Конечно, и Гоголь – одно из наших сокровищ, «умное, странное и больное существо», как сказал о нем Тургенев, и непростительно было от него отречься из-за невозможности во всем с ним согласиться. Ошибки, срывы, заблуждения бывали у всех, но в целом русская литература оттого и вызвала на Западе при знакомстве с ней такое волнение, что несла она с собой полузабытую на Западе моральную тоску, подъем и тревогу. Было, конечно, признание чисто художественное, но было и нравственное молчаливое преклонение перед людьми, мысли которых воспринимались как укор или упрек…
Запад в конце прошлого века узнал Толстого и Достоевского, но если бы познакомился и с тем, что писали Некрасов или Белинский, то нашел бы и у них, под поверхностной пеленой позитивизма и рационализма почти то же самое. Некрасовские рыдающие стихи, имеющие будто бы исключительно «общественное содержание», – гораздо ближе к молитве, чем любая поэма на религиозные темы: они продиктованы истерзанной совестью, они от сомнений и угрызений как бы не находят себе места, и, право, это много важнее, а в особенности много существеннее, чем то, что Некрасов издавал либеральный «Современник» и был на дурном счету у правительства.
Надо бы все-таки, чтобы русские люди поняли, что именно это – настоящая Россия и что было бы самоубийством от нее отрекаться и на нее клеветать. Но еще раз замечу, надо объяснять, растолковывать эти истины, а не считать, что кто их не признает, с тем и говорить не стоит! Незадолго до войны, на каком-то собрании один из ораторов в прениях произнес речь с антисемитскими выпадами. Председательствовавший Бердяев долго хмурился, а потом вскочил и, побледнев, сдавленным шепотом проговорил: «прошу немедленно оставить зал, здесь не чайная союза русского народа!» Реакция Бердяева была в свое время вполне естественна и вызвала шумные одобрения, но не думаю, чтобы теперь правильно было бы ею ограничиться.

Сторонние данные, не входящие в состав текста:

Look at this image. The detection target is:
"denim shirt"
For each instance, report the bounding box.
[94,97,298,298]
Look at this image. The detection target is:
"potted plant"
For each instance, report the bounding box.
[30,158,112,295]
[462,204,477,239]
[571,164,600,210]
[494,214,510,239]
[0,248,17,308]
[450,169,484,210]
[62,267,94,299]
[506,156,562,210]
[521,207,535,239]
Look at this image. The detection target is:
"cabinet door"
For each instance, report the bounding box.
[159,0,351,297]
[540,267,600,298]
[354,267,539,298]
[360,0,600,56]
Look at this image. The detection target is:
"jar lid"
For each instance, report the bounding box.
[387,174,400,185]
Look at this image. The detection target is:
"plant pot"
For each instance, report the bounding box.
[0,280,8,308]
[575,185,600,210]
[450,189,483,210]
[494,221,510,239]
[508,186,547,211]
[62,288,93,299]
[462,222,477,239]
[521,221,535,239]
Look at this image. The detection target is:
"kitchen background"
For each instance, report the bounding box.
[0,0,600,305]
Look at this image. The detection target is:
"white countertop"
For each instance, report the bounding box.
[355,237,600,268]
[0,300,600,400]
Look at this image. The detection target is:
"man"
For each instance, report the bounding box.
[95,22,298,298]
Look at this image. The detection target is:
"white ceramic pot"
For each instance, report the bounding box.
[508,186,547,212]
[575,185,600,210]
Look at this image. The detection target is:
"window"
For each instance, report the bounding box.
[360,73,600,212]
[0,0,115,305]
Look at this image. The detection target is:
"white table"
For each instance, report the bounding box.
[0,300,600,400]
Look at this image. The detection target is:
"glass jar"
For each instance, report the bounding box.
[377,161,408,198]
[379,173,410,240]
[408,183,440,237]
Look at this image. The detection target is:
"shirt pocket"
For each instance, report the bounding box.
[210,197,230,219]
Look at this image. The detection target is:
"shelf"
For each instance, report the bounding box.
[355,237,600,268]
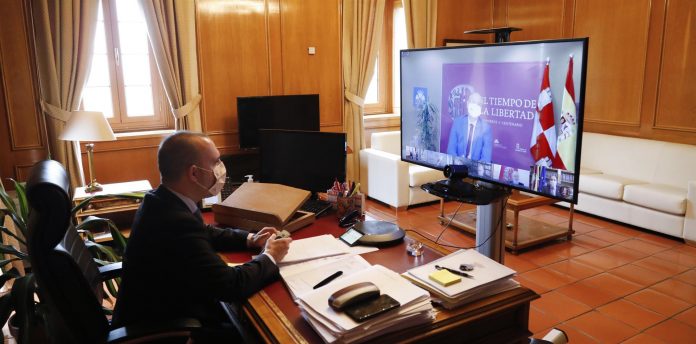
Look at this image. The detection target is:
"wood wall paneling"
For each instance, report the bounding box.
[0,0,47,184]
[197,0,270,134]
[507,0,566,41]
[280,0,343,127]
[573,0,651,132]
[653,0,696,132]
[436,0,494,45]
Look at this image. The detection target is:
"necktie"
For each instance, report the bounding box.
[465,124,474,158]
[193,209,203,222]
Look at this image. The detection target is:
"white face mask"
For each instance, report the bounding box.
[196,161,227,197]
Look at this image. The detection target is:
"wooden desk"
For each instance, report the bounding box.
[224,215,539,343]
[439,190,575,254]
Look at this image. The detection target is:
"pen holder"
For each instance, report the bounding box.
[335,193,365,219]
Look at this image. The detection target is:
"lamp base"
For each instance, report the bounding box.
[85,181,104,193]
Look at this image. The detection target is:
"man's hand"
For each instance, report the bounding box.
[264,234,292,263]
[247,227,278,248]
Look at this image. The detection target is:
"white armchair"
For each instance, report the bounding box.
[360,131,444,209]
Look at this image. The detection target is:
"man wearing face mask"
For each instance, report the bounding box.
[113,131,291,342]
[447,93,493,162]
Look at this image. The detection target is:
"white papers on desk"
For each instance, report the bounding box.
[278,234,349,265]
[403,249,519,308]
[280,254,370,299]
[298,265,434,343]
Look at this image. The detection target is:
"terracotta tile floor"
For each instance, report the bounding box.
[366,200,696,343]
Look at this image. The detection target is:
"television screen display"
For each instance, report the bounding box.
[260,129,346,192]
[400,38,588,203]
[237,94,319,149]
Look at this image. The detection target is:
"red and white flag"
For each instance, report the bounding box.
[529,61,556,167]
[556,55,578,171]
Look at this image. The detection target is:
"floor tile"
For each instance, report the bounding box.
[575,251,627,270]
[542,323,599,344]
[609,264,670,287]
[619,238,667,256]
[674,306,696,328]
[650,278,696,304]
[556,281,617,308]
[549,259,602,280]
[623,333,666,344]
[505,253,539,274]
[573,234,611,250]
[532,291,592,321]
[675,269,696,285]
[587,231,630,244]
[633,256,689,275]
[566,311,638,343]
[625,289,691,317]
[654,249,696,268]
[597,299,667,331]
[519,268,574,290]
[580,273,644,297]
[645,319,696,343]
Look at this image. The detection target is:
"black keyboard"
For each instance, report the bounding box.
[300,199,331,217]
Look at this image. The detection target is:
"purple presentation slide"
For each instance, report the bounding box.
[440,61,544,170]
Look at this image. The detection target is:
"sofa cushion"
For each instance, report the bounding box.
[580,174,645,201]
[408,164,445,187]
[623,184,686,215]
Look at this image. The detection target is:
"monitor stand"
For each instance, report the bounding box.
[421,179,511,264]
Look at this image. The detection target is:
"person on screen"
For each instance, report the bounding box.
[113,131,291,343]
[447,93,493,162]
[544,174,560,196]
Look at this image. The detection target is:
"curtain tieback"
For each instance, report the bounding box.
[41,99,72,122]
[172,93,201,119]
[345,90,365,107]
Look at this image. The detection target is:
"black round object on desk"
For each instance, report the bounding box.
[353,221,406,246]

В те годы казалось, что это былая, тупая, постылая российская «накипь». Но обстоятельства изменились.
Исторические условия теперь не совсем те же, что были до войны. Из советской России бежали тысячи и тысячи людей, у которых навсегда запечатлен в памяти их ужасный жизненный опыт. Даже и страх далеко еще не полностью ими изжит. Если и принесли они с собой «накипь», то несколько иного рода, другого происхождения. Нет ничего удивительного, что многие из этих людей, в судорожных поисках виновников всего случившегося, договариваются до хулы на лучшее, что Россия дала. Вслед за Розановым они могли бы сказать: «Я не хочу истины, я хочу покоя», и не сознают роковой своей ошибки, не понимают, что меняют одно рабство на другое. Надо быть милосерднее в отношении их, хотя едва ли им слово это понравилось бы: лондонского оратора оно во всяком случае окончательно бы вывело из себя.
Ну, что же, обойдемся без милосердия, без жалости! Дело ведь не в словах, а в том, чтобы уловить некую стихийность поднимающегося ослепления, общие его источники и причины, отсутствие в нем чего-либо индивидуального, и найти в себе достаточно силы, разума и чувства, чтобы помочь людям прозреть. Отвечать возмущением на возмущение бессмысленно, как ни трудно бывает иногда спокойно читать или слушать тот или иной кощунственный бред.
«Новый журнал» [№ 44]
Небольшой рассказ Мих. Иванникова «Правила игры», которым открывается тридцать четвертая книжка «Нового журнала», вызвал суждения до крайности разноречивые. Говорю, конечно, о прессе «устной»: отзывов печатных было до сих пор немного, да по количественной своей скудости наша зарубежная печать и вообще не может сколько-нибудь отчетливо отразить колебания и расхождения в читательских оценках. Расхождениям политическим отдано у нас первенство, и всякие другие разногласия оттеснены ими на задний план.
Не думаю, чтобы при внимании и чутью к слову, при способности ценить самую ткань повествования, а не только то, что именно в нем сообщено, можно было отрицать, что «Правила игры» – вещь на редкость талантливая. Должна ли она всем прийтись по вкусу, оправданы ли возражения, которые можно было бы сделать «по существу», т. е. в связи с литературными методами и приемами Иванникова, – вопрос другой, и, добавлю, вопрос второстепенный.
«Правила игры» – рассказ, который, разумеется, не может нравиться тем, кому в творчестве дороги непринужденность, безыскусственность, все то вообще, что обычно определяется расплывчатым, опасным и загадочным словом «простота». Поистине об Иванникове можно было бы заметить, что он «словечка в простоте не скажет», а читатель, которого в конце концов привели бы в ужас и раздражение все его стилистические фокусы, вспомнил бы, пожалуй, и Тургенева: «воняет литературой».